There's no "one-size-fits-all" diet, according to new research

By Dr. Ronald Hoffman

Are you whipsawed by the conflicting claims for the low-fat, fiber-rich, plant-based diet vs. the high-fat, low-carb, animal protein-based diet? How could BOTH be effective for certain people to optimize their metabolisms and achieve weight loss goals, while leaving others high-and-dry in terms of diet success?

We've seen a lot of diet fads: raw foods, fruititarian, blood-type, Paleo, Macrobiotic, Whole 30, ketogenic-all have their acolytes. Then there are those advocated by government health authorities and the American Heart Association, who basically advise the public to avoid extremes and eat something like a "balanced" Mediterranean or "DASH" diet-high in fiber, moderate in fat, low in sodium. Trouble is, even that mainstream approach is ineffective for some people.

How can we explain this wide variation in responses?

And, moreover, can we develop methods of predicting an individual's unique way of responding to certain foods?

A pair of enterprising Israeli scientists have recently sought to do precisely that. Choosing blood sugar as an easily-quantifiable measure of response to food, Drs. Eran Elinav and Eran Segal of the Weizmann Institute of Science have developed an algorithm which successfully characterizes how people will respond to different meals.
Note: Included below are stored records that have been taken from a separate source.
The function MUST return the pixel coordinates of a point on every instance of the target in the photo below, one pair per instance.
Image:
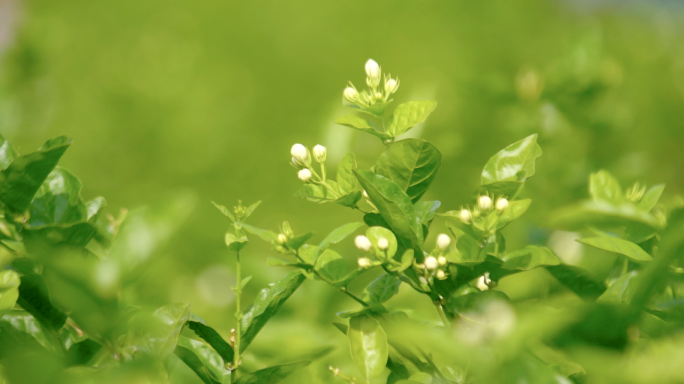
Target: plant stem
(238, 316)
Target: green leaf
(394, 205)
(381, 289)
(34, 298)
(408, 115)
(266, 305)
(9, 292)
(515, 209)
(346, 180)
(21, 180)
(7, 153)
(225, 211)
(368, 344)
(621, 290)
(603, 186)
(194, 362)
(212, 337)
(579, 280)
(337, 235)
(525, 259)
(272, 375)
(332, 266)
(616, 245)
(513, 163)
(376, 233)
(651, 197)
(412, 164)
(315, 193)
(364, 125)
(215, 363)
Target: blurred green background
(207, 97)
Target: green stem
(238, 316)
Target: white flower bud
(443, 241)
(466, 216)
(300, 153)
(351, 94)
(364, 262)
(304, 175)
(362, 243)
(431, 263)
(372, 69)
(320, 153)
(501, 204)
(282, 238)
(383, 243)
(485, 202)
(391, 85)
First, they demonstrated (not surprisingly!) that "different strokes for different folks" applies to food responses.

The popular "glycemic index" (GI) is a measure of how quickly specific foods spike blood sugar responses. For example, canned chickpeas have a relatively low GI of 38 compared with fruit roll-ups which have a GI of 99. Trouble is, premium ice cream also has a GI of 38. Which do you think could set you on a path to diabetes faster-chickpeas or ice cream? The answer highlights the obvious inadequacies of the GI for making diet recommendations.

Elinav and Segal report on profound inter-subject variations in blood sugar responses to foods. Meals that caused precipitous rises in blood sugar in one subject produced barely a blip in others. One subject reacted profoundly to bananas; another did not, but instead experienced glucose spikes from cookies.

This observation hearkens back to pioneering clinical ecologist Dr. William Philpott, author of Victory over Diabetes: A Bio-Ecologic Triumph.

Philpott proposed that differences in metabolic responses to foods were allergic in nature-that food reactions impaired the body's handling of certain comestibles, resulting in disparities of carbohydrate disposition.

Philpott even handed out fingerstick glucometers to his patients and invited them to test their blood sugar responses to foods one-by-one. One of his former patients reported to me that she discovered she had an atypical exaggerated response to buckwheat, of all things, and has since steered clear of it.

Elinav and Segal sought to create an algorithm-a mathematical model-that predicts how an individual would respond to a given food. Using 137 factors, including such familiar ones as age, body mass index, and medical history-as well as novel ones, like the characteristics of the bacteria that inhabit the intestine (microbiome), they managed with uncanny precision to reach practical conclusions for averting unhealthy blood sugar rises.

Of interest, the timing of food consumption affected blood sugar responses, even within the same individual. In a single participant, there were different responses depending on whether a food was consumed after sleep vs. after exercise.

The Israeli study is one of the first to account for interperson variations in the microbiome as a major determinant of how foods are metabolized.

With the advent of more accurate genetic testing (nutrigenomics), there promises to be a revolution in nutritional science which will take the guesswork out of planning individual diets for optimizing health and combatting obesity.